Ein ausgeklügeltes landwirtschaftliches System macht die Oase so fruchtbar. Die hohen Dattelpalmen strecken ihre Köpfe an die Sonne, spenden den darunter stehenden Oliven-, Feigen- und Granatapfelbäumen etwas Schatten. Darunter ist der Boden überwiegend mit Schatten bedeckt und Gemüse, Getreide und Kräuter können gedeihen.

Auf unseren Spaziergängen durch die Stadt, Palmenwälder und Ksar (traditionelle, befestigte Siedlungen aus Lehm) treffen wir auch auf ein Strassenschild nach Beni Ounif. Obwohl seit den 90er-Jahren die Grenze dahin geschlossen ist, weist es noch immer den Weg nach Algerien.

Ockergelbe Pisten in die abgelegensten Ecken

Wir möchten mit Manny wieder einmal ein bisschen offroad unterwegs sein. So fahren wir auf kleinen Pisten am Grenzwall entlang zu der Bergoase Iche. An vielen Militärposten kontrollieren die Soldaten in Jogginganzügen und Adiletten unsere Papiere und sind hoch erfreut mit uns einige Wörter auszutauschen.

Auf der Fahrt beeindrucken die Berge, die beinahe absolute Stille der umgebenen Landschaft und die ersten Dromedare.

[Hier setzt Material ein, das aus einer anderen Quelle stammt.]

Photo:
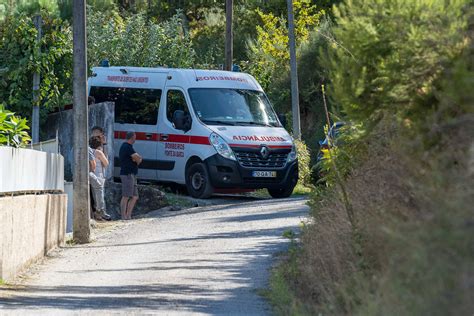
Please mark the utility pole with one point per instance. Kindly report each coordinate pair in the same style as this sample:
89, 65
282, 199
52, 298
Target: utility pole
81, 212
229, 37
37, 20
295, 102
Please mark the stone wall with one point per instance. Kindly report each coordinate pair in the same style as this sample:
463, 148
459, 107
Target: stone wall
31, 225
101, 114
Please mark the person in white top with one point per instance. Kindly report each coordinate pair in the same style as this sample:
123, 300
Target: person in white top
97, 177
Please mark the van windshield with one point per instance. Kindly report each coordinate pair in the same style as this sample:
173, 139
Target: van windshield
232, 107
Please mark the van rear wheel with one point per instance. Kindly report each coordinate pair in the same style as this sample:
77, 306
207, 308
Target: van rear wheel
198, 181
281, 193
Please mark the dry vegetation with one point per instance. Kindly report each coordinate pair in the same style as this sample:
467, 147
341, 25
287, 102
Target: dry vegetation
410, 250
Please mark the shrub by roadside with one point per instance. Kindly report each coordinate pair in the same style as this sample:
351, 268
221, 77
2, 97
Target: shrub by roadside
408, 248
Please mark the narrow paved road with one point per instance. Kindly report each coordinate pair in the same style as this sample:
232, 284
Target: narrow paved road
205, 261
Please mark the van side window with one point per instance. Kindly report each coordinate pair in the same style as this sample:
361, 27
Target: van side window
175, 100
132, 106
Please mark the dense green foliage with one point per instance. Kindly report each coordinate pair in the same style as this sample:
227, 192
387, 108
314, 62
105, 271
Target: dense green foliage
21, 55
13, 130
389, 236
136, 41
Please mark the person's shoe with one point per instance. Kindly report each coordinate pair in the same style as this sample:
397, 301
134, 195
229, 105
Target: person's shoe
98, 217
105, 215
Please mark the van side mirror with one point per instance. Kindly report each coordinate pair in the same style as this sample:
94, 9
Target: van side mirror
282, 119
181, 120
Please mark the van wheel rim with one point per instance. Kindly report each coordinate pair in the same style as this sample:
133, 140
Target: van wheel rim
197, 181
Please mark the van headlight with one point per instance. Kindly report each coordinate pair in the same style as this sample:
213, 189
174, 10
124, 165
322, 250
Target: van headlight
293, 154
221, 146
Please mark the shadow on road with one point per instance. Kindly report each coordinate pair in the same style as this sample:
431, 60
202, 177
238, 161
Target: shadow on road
242, 268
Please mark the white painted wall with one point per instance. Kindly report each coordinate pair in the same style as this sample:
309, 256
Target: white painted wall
30, 170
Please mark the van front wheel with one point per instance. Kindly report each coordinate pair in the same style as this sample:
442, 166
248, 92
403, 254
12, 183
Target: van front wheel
198, 181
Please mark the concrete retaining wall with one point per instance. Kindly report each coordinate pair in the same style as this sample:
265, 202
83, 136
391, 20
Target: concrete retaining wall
61, 123
30, 226
27, 170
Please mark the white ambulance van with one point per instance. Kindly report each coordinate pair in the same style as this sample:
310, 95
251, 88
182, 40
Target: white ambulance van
207, 129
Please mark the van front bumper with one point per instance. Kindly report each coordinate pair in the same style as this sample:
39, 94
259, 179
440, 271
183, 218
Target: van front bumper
226, 173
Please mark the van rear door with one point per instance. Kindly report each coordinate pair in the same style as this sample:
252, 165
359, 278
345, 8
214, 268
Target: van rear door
136, 109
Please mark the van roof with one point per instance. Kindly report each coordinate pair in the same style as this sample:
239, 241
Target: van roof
187, 78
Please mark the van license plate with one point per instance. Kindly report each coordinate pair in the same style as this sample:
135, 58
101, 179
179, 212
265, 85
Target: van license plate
264, 174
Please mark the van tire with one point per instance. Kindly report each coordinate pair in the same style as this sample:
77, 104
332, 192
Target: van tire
198, 181
281, 193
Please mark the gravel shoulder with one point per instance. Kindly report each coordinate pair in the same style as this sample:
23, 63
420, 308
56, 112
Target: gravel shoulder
209, 260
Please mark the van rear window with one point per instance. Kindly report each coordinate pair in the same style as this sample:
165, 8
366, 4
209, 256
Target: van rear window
132, 106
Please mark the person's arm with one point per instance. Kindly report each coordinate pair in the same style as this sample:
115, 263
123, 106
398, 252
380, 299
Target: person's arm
101, 156
137, 158
92, 165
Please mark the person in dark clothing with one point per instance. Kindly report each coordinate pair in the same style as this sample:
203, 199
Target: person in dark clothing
129, 162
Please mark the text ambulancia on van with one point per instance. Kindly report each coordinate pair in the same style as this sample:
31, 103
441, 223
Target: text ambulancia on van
205, 129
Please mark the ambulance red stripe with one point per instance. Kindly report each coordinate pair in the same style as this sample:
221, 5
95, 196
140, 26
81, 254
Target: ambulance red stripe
172, 138
188, 139
258, 146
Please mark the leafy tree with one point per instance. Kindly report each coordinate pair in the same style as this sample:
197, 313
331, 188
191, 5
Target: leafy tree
21, 56
13, 129
136, 41
390, 55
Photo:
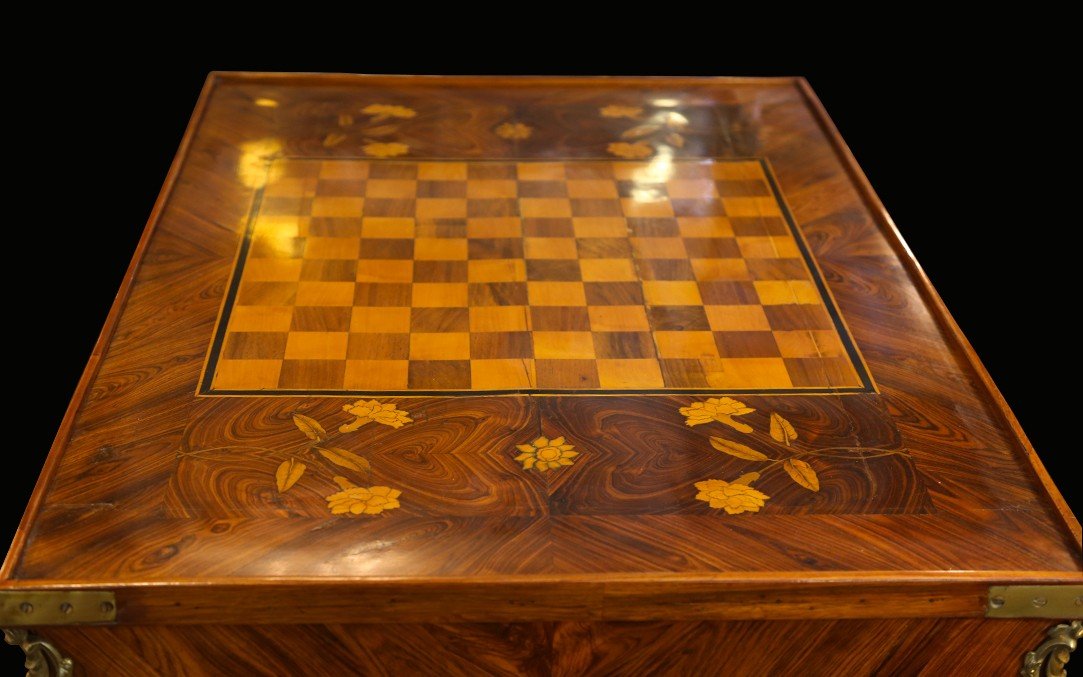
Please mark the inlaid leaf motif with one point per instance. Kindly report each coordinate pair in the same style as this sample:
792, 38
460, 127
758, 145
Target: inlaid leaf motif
287, 474
640, 130
782, 430
344, 458
803, 473
675, 140
381, 130
734, 448
333, 140
310, 427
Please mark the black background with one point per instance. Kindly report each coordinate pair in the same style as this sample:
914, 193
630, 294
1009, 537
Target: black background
955, 148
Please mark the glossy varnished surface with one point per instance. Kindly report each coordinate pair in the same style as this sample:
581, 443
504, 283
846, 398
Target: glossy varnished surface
156, 478
399, 277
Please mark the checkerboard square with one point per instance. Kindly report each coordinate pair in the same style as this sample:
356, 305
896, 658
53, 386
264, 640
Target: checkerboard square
646, 207
591, 189
255, 346
736, 319
560, 319
498, 294
381, 294
311, 374
599, 226
495, 226
673, 270
380, 228
337, 206
613, 293
503, 374
445, 346
378, 347
274, 270
385, 271
316, 346
372, 320
439, 320
602, 247
388, 248
328, 270
496, 270
499, 319
548, 228
566, 374
325, 294
543, 189
728, 293
686, 343
545, 207
540, 171
556, 294
321, 319
552, 270
501, 344
440, 271
442, 171
247, 374
496, 248
439, 295
440, 249
624, 344
629, 374
608, 270
563, 344
260, 319
783, 291
665, 293
618, 319
376, 375
492, 189
439, 375
442, 189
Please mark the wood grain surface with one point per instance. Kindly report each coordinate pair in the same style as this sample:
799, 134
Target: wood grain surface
153, 487
814, 648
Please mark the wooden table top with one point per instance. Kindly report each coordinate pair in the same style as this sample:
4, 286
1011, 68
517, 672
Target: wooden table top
499, 348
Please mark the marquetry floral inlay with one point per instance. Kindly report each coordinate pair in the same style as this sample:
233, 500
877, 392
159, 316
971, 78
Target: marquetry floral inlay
721, 409
386, 150
614, 111
660, 132
731, 496
545, 454
638, 150
786, 454
374, 412
355, 499
513, 130
369, 128
323, 454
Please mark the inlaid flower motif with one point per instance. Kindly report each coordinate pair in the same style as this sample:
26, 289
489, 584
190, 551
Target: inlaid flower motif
638, 150
721, 409
389, 111
362, 499
621, 112
732, 497
385, 150
545, 454
513, 130
373, 411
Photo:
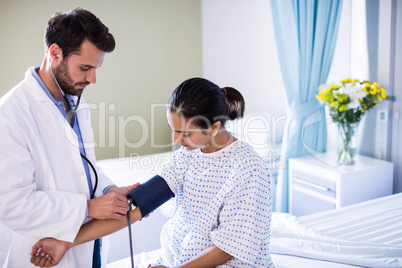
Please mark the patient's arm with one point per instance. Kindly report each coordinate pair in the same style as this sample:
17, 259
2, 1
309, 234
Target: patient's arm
48, 252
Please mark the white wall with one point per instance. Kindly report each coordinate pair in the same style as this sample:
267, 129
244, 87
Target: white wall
158, 46
239, 50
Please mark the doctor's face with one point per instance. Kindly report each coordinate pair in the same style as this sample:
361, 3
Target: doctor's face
79, 70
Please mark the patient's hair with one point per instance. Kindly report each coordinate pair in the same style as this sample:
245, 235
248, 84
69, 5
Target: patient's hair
69, 30
206, 103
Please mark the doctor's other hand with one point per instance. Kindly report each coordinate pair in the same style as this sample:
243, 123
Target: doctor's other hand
123, 190
109, 206
48, 252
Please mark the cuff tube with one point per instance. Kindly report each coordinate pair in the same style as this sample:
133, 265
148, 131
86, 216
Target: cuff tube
150, 195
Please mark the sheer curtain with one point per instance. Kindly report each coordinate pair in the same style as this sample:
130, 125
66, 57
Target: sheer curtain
306, 32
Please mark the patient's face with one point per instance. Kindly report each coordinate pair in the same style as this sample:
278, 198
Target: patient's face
187, 134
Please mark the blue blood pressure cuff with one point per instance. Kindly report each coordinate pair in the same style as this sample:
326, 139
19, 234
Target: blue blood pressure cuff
150, 195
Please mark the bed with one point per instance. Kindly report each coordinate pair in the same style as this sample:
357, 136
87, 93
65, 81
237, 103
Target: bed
367, 234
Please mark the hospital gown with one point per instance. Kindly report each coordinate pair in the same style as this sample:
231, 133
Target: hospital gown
222, 198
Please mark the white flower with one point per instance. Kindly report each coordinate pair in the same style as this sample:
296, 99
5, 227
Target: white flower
353, 104
354, 92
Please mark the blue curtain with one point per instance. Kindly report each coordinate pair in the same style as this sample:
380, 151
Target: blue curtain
306, 32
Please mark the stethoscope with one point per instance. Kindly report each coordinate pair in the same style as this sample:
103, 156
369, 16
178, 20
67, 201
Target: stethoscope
72, 121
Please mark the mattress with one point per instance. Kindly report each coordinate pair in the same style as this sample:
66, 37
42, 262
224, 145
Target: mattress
367, 234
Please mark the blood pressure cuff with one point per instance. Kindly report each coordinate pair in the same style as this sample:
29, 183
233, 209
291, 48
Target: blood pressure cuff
150, 195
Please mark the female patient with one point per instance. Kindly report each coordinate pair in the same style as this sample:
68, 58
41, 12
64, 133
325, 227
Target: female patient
222, 205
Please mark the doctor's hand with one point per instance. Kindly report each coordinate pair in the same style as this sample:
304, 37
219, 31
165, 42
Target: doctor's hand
48, 252
123, 190
112, 205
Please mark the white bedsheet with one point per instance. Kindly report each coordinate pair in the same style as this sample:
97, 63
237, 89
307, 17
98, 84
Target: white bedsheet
367, 234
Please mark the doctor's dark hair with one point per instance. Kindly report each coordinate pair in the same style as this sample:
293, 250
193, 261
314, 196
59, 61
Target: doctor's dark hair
68, 31
206, 103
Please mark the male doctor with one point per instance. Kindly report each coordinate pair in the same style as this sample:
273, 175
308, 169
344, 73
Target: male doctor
46, 185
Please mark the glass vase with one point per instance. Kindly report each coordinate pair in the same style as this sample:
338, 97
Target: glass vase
347, 143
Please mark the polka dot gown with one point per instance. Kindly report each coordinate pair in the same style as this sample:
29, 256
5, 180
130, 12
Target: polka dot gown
222, 198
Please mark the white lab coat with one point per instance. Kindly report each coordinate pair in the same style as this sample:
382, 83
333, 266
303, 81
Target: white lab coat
44, 188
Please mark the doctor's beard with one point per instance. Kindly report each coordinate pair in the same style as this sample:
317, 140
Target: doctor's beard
65, 81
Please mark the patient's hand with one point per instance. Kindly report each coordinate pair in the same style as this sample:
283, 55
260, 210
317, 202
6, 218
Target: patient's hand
48, 252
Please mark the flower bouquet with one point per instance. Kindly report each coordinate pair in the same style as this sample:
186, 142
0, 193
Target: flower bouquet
348, 102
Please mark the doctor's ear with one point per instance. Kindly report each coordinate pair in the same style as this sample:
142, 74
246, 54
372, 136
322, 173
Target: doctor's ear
55, 52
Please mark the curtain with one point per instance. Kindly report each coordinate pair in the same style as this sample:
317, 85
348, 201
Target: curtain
306, 32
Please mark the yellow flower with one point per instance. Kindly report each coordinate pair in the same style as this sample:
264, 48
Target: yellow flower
326, 98
383, 94
376, 85
373, 91
342, 97
334, 104
343, 107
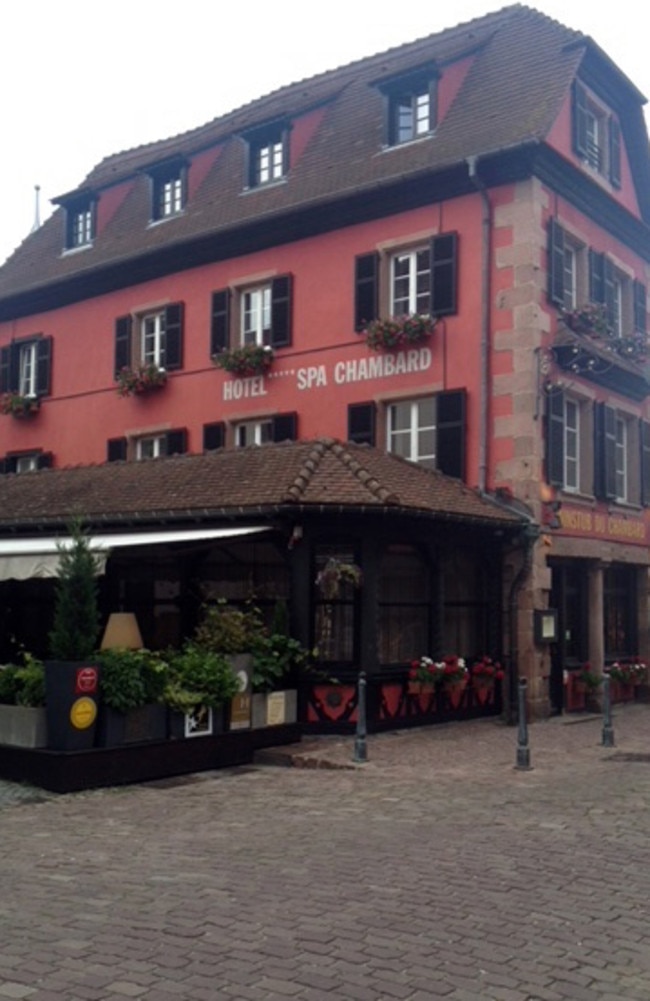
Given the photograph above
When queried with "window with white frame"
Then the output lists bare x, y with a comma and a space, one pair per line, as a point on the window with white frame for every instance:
150, 446
620, 463
571, 445
27, 369
411, 282
152, 339
411, 429
253, 432
256, 315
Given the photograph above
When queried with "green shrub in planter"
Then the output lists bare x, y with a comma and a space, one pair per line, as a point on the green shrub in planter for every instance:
199, 677
131, 678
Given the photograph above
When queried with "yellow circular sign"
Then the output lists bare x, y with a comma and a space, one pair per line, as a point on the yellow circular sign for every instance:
83, 713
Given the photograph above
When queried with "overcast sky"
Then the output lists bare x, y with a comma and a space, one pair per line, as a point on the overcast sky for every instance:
80, 80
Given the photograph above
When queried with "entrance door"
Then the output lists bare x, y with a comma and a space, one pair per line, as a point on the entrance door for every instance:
569, 595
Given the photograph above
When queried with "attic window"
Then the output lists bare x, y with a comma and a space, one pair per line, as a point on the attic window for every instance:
267, 154
596, 135
411, 105
168, 189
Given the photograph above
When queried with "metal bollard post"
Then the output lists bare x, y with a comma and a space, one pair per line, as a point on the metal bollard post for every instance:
523, 750
608, 729
361, 748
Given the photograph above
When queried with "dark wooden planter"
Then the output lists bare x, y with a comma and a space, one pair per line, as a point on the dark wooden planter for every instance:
146, 723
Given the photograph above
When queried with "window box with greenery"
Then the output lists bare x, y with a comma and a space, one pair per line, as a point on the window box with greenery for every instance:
250, 359
23, 720
132, 683
16, 405
399, 332
140, 380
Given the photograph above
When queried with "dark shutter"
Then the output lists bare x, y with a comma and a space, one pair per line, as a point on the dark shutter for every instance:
451, 411
361, 422
367, 290
615, 152
444, 274
579, 118
640, 310
43, 365
284, 427
115, 449
173, 354
5, 368
610, 301
555, 437
123, 326
605, 451
556, 263
176, 441
213, 435
220, 321
644, 438
596, 276
280, 311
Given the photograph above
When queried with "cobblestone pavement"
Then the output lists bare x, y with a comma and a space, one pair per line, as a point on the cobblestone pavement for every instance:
437, 870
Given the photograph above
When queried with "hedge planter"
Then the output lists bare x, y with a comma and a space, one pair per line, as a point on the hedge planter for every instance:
146, 723
23, 727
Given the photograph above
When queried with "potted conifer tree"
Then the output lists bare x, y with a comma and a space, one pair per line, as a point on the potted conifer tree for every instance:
72, 676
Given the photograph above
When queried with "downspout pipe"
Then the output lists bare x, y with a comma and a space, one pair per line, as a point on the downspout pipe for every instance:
486, 265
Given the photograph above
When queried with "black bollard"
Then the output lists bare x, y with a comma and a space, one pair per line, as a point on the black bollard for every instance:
608, 729
523, 750
361, 747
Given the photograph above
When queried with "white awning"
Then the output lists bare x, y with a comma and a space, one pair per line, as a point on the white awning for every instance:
22, 559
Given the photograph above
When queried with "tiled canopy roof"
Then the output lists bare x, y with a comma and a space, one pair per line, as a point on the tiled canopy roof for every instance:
523, 66
321, 474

Die Gastfreundschaft in Iche rührt uns sehr. Primarschulkinder zeigen uns stolz ihre Französischkenntnisse, wir unterhalten uns weiter mit Händen und Füssen, singen und spielen Himmel und Hölle zusammen. In diesem Dorf werden wir mit mindesten 5 Kilogramm frischen Datteln, netten Begegnungen und leckerem Fladenbrot beschenkt und das trotz der spärlichen Lebensgrundlage der Menschen hier.

Kein goldiges und silbriges Bling-Bling

Weihnachten rückt immer näher und das Wildcampieren ist wegen den neusten Vorfällen im Moment nicht so einfach. Also steuern wir nach wunderbaren Offroad-Touren im Osten einen Campingplatz an und hoffen, da Gleichgesinnte zu treffen. Bei einer leckeren Tajine mit drei Deutschen Reisenden verbringen wir einen gemütlichen Weihnachtsabend. Eine Tajine ist ein traditionelles marokkanisches Schmorgericht mit Rind oder Huhn und verschiedenen Gemüsen, das in einem hutförmigen Tongefäss zubereitet, und meist mit Brot serviert wird.